Brian berucap sambil memegang topeng yang ada di wajahnya. Kania yang sedang duduk di sofa, merasa sangat gugup saat Brian melakukan hal itu. Namun, belum sempat Brian membuka topeng hitam yang menutupi wajahnya, pintu kamar tersebut di ketuk oleh seseorang dari luar.

“Tuan muda. Apa tuan muda ada di dalam?” tanya Johan yang berada di luar sambil mengetuk pintu kamar tersebut.

Rencana Brian ingin membuka topeng yang menutupi wajahnya pun harus tertahan. Perhatian mereka sama-sama teralihkan pada pintu yang Johan ketuk dari luar.

“Ada. Masuk saja. Pintu kamar tidak aku kunci,” ucap Brian sambil melupakan apa yang sebelumnya ingin ia lakukan.

Johan melakukan apa yang Brian katakan. Ia membuka pintu kamar tersebut, kemudian melihat ke dalam. Saat melihat Kania, ia sedikit kaget dan merasa tidak enak hati dengan apa yang baru saja ia lakukan.

Johan berniat membatalkan niatnya untuk bicara dengan Brian setelah melihat Kania.
“Maaf tuan muda, saya kira tuan muda sedang sendirian. Kalau begitu, nanti saja saya bicara dengan tuan muda lewat telepon.”
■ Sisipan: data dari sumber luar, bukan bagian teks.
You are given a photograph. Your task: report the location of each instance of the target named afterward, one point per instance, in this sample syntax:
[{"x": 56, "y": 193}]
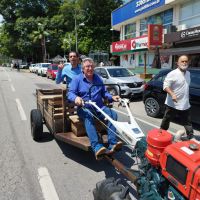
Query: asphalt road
[{"x": 48, "y": 169}]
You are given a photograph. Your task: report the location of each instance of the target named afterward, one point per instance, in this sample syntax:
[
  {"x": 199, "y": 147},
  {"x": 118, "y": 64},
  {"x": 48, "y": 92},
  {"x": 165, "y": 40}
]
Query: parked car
[
  {"x": 129, "y": 83},
  {"x": 52, "y": 71},
  {"x": 154, "y": 96},
  {"x": 31, "y": 67},
  {"x": 23, "y": 66},
  {"x": 42, "y": 69}
]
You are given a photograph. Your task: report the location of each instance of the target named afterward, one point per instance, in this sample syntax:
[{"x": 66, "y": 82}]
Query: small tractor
[{"x": 166, "y": 169}]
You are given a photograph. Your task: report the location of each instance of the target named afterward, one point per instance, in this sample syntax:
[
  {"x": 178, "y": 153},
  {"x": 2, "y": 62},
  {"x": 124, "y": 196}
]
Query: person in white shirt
[{"x": 176, "y": 84}]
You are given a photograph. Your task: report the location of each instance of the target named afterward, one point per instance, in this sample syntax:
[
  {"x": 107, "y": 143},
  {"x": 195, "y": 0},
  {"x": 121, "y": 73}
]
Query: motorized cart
[{"x": 165, "y": 169}]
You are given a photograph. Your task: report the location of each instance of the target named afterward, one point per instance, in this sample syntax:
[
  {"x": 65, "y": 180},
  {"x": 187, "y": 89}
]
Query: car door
[{"x": 104, "y": 76}]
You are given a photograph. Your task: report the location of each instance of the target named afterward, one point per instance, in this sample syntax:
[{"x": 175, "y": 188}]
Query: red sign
[
  {"x": 120, "y": 46},
  {"x": 130, "y": 44},
  {"x": 155, "y": 32}
]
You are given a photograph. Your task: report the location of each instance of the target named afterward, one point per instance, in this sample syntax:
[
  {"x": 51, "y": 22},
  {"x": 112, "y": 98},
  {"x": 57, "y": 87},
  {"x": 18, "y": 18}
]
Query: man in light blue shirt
[
  {"x": 69, "y": 70},
  {"x": 79, "y": 93}
]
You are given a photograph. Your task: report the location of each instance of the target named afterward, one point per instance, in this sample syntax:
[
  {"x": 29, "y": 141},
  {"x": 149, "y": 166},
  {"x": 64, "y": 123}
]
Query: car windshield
[
  {"x": 120, "y": 72},
  {"x": 55, "y": 67},
  {"x": 45, "y": 65}
]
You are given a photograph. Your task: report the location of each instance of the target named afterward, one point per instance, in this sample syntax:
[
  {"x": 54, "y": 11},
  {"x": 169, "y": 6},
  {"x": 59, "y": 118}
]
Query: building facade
[{"x": 180, "y": 20}]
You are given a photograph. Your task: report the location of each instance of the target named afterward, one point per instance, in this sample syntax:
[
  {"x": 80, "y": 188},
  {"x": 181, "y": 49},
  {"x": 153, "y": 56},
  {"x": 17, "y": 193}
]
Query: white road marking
[
  {"x": 46, "y": 184},
  {"x": 150, "y": 124},
  {"x": 21, "y": 110},
  {"x": 12, "y": 87}
]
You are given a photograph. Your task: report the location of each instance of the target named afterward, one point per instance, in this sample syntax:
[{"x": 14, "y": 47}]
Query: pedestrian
[
  {"x": 17, "y": 67},
  {"x": 79, "y": 93},
  {"x": 176, "y": 84},
  {"x": 69, "y": 70},
  {"x": 11, "y": 66}
]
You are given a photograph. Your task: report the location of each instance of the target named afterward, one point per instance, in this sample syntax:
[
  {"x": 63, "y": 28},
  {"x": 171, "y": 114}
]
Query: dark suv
[{"x": 154, "y": 96}]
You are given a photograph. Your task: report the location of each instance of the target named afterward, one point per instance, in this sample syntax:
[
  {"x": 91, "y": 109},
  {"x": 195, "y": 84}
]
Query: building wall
[{"x": 185, "y": 15}]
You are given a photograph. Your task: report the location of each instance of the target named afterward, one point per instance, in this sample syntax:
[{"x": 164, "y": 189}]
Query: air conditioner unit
[{"x": 181, "y": 27}]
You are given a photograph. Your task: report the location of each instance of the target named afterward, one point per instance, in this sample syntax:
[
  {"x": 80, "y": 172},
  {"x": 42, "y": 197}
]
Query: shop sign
[
  {"x": 130, "y": 44},
  {"x": 133, "y": 9},
  {"x": 139, "y": 43},
  {"x": 155, "y": 32},
  {"x": 190, "y": 33},
  {"x": 123, "y": 45}
]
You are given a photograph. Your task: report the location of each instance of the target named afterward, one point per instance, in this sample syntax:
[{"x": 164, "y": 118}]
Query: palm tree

“Tidak perlu. Kamu bisa bicara dengan Brian sekarang. Biar aku yang keluar,” ucap Kania cepat.

“Tidak. Kamu tidak bisa keluar karena ini adalah kamarmu.” Brian berucap sambil menatap Kania yang berniat ingin beranjak secepat mungkin.

"Ta–tapi … "

“Apa kamu ingin menghindar dari pembicaraan kita yang masih belum selesai? Apa kamu lupa, kalau aku ingin kamu tinggal di kamar ini mulai dari sekarang?”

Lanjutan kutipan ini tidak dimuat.